MarkDavidson commented 9 years ago

If we are talking about an ideal solution for a future version of STIX, I think I'd have this to offer as requirements (Note: If these look like we'd want to adopt them from a STIX perspective, I can edit the wiki):

STIX Data Marking Requirements:

Markings must be first class citizens (e.g, their own object with their own ID)
There can be 0-n relationships between STIX Objects (e.g., Indicator) and Data Markings (So maybe there is a first class relationship object as well)
Markings must be portable. This means STIX Data Markings can be meaningfully implemented across a representative subset of technologies (e.g., Object Oriented languages, XML, JSON, Relational databases)
Marking processing must be deterministic. There must be a clearly defined processing model, such that different implementations will always arrive at the same conclusions from the same data (with the exception of bugs and such). Said another way, Data Marking processing should be representable as a state diagram.

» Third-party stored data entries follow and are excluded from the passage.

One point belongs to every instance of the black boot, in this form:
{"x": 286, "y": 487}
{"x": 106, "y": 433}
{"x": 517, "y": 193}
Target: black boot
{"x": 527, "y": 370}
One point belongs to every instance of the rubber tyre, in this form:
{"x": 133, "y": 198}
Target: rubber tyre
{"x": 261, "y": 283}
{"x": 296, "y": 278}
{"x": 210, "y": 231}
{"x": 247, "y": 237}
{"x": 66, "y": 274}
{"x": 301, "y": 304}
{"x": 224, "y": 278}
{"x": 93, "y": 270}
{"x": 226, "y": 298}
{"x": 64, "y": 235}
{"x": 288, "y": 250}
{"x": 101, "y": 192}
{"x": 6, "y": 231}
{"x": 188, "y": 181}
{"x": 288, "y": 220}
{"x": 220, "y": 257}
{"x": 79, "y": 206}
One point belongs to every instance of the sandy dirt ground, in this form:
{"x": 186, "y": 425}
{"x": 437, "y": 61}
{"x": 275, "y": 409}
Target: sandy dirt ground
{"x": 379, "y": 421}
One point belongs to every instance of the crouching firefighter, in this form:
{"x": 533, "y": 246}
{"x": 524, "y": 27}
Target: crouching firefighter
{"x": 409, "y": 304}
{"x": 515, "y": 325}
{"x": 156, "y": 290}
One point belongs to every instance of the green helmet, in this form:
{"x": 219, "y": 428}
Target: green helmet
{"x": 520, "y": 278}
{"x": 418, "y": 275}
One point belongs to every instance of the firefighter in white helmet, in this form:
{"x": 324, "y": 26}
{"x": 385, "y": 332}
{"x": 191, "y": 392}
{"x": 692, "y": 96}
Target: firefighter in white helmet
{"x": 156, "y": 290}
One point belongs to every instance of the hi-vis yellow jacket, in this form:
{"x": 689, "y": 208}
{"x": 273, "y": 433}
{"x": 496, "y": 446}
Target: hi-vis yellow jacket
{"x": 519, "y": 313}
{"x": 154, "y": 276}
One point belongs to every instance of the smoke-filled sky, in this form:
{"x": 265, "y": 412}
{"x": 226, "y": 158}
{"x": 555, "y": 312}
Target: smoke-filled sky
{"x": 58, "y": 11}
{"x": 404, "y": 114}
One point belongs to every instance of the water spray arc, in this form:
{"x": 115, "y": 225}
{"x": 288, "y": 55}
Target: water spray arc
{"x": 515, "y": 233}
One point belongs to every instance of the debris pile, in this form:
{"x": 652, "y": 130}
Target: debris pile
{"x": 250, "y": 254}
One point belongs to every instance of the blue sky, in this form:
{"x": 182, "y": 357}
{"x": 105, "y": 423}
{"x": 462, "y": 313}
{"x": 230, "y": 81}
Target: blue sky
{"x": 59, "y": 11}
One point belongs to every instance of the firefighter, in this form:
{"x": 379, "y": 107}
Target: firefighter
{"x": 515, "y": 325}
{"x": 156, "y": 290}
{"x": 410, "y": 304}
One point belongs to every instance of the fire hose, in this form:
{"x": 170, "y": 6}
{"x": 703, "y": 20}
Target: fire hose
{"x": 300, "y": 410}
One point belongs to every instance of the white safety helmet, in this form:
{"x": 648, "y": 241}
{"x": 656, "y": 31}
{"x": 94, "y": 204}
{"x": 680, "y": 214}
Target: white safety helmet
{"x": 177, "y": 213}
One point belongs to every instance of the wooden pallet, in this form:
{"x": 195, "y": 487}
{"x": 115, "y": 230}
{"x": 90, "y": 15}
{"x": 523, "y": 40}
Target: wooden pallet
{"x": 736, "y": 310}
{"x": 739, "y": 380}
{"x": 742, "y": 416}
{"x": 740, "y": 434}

I'm going to step back from XML for a moment and offer this notional structure that meets some of the requirements I've set out:

Markings:
 - TLP:WHITE; ID=1
 - Copyright Mark Davidson; ID=2
Indicators:
 - Indicator 1; File Hash=0xFEEDBEEF
 - Indicator 2; IP=1.2.3.4
Relationships:
- From=Marking_1; To=Indicator_1; Relationship=Marks

My hope is that everyone can read this structure and envision an implementation in their respective technology stack.

-Mark

sbarnum commented 9 years ago

I would assert that at least the first three of those are implementation approaches, not requirements.

If we are talking about requirements for data markings we need to stay focused on actual use case requirements of what sorts of information needs to be represented to support the analysis and exchange of cyber threat information not on the potential implementation approaches for the structure. The latter must flow from the former not the other way around. The "obvious" implementation approaches can often miss important use case requirements. It is fine to start with the "obvious" approaches that solve many requirements but it is important to then test the approach with all of the requirements and evolve/iterate as issues are uncovered.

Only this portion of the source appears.